Même les Eglises se tournent vers la justice : 27 groupes religieux ont porté plainte, le 11 février, pour protéger les lieux de culte du décret y autorisant les raids de la police de l’immigration. « Trump gouverne par décrets, résume Francis Fukuyama. Et il a donné à Elon Musk le pouvoir de bloquer tout financement qu’il juge illégitime, en violation directe des prérogatives du Congrès. C’est une attaque extrêmement radicale contre le système constitutionnel américain tel que nous le connaissons. »

Du respect des « arbitres ultimes »

Au cœur de ces plaintes : l’un des principes fondamentaux du droit constitutionnel américain, celui du judicial review (« processus de contrôle judiciaire »), issu de l’arrêt de la Cour suprême Marbury vs Madison de 1803, la pierre angulaire du système de checks and balances [« contrôle et contrepoids »] qui faisait depuis plus de deux cents ans la fierté des Américains. Les magistrats – ils n’étaient que six à l’époque – ont établi dans cette décision le principe selon lequel les tribunaux fédéraux sont les arbitres ultimes de la loi.

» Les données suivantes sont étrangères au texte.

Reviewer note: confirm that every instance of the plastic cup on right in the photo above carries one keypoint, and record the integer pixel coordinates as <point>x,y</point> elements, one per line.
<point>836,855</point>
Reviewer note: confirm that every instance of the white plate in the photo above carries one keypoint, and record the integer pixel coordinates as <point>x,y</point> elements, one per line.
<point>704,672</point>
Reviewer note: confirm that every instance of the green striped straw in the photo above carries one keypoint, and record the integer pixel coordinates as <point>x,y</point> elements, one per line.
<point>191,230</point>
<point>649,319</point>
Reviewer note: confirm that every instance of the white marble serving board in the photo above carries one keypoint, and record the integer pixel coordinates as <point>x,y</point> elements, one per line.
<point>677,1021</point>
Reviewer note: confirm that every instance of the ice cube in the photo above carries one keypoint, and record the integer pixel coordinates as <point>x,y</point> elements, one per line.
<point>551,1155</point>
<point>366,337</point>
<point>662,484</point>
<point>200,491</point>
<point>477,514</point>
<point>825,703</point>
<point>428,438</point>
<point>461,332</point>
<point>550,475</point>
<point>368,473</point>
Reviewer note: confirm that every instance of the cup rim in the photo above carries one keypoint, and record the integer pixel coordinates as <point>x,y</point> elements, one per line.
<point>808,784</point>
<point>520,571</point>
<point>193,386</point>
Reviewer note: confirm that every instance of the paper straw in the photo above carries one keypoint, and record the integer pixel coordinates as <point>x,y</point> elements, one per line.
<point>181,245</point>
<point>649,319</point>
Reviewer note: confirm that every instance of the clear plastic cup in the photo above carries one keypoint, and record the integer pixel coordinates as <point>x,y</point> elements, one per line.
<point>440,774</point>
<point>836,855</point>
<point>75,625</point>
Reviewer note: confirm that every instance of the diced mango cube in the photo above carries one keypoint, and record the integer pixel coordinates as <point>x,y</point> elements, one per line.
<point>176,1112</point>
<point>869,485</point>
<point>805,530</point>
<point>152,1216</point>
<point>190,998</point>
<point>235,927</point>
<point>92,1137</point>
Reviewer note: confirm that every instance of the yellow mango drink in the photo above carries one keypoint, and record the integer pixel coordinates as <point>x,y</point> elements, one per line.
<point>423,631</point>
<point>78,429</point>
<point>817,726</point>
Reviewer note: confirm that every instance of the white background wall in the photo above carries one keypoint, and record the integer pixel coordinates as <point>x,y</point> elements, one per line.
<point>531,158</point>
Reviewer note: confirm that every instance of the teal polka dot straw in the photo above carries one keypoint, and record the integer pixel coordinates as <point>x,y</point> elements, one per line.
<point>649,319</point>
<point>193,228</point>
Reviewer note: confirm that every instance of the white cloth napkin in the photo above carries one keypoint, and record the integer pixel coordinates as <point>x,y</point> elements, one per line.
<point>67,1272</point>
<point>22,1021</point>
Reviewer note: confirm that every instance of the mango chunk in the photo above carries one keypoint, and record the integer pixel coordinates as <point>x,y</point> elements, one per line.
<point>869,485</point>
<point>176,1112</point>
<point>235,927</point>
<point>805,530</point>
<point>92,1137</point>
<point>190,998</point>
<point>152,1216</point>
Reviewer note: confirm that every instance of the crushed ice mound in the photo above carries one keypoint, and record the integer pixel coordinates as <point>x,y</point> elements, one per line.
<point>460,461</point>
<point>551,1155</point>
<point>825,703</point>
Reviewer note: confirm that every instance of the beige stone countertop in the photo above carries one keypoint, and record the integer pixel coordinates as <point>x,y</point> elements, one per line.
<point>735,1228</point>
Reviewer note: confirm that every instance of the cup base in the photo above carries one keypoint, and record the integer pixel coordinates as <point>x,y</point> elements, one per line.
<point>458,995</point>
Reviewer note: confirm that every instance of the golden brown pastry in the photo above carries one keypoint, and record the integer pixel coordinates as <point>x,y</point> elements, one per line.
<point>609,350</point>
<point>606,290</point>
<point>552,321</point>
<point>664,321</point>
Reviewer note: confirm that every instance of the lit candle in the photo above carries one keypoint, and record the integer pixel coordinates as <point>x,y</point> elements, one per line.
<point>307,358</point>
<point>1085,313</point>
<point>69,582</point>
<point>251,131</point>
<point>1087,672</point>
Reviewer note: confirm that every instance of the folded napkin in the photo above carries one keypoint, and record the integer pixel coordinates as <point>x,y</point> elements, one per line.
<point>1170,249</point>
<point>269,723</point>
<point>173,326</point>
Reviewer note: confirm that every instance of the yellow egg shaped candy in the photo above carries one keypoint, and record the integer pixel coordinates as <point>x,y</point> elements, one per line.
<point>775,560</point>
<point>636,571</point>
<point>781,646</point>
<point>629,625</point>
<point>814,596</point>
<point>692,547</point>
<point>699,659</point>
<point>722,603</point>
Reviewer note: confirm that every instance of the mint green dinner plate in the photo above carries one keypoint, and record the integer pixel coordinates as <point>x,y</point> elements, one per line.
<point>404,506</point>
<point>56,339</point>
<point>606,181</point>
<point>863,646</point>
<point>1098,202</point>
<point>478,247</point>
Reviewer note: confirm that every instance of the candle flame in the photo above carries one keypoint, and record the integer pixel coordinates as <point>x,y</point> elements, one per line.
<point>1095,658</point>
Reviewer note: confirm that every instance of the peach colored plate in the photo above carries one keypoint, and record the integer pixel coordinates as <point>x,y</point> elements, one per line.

Le président de la Cour suprême était alors John Marshall (1755-1835), le cousin de Thomas Jefferson, le troisième président des Etats-Unis. Esprit brillant, Marshall a établi le principe selon lequel, si le Congrès adopte les lois et le président les fait appliquer, il appartient « de manière catégorique au pouvoir judiciaire » de déterminer si l’un ou l’autre outrepasse ses pouvoirs. La petite histoire a retenu que les deux cousins se détestaient, ce qui avait probablement encouragé le chief justice à en remontrer au président.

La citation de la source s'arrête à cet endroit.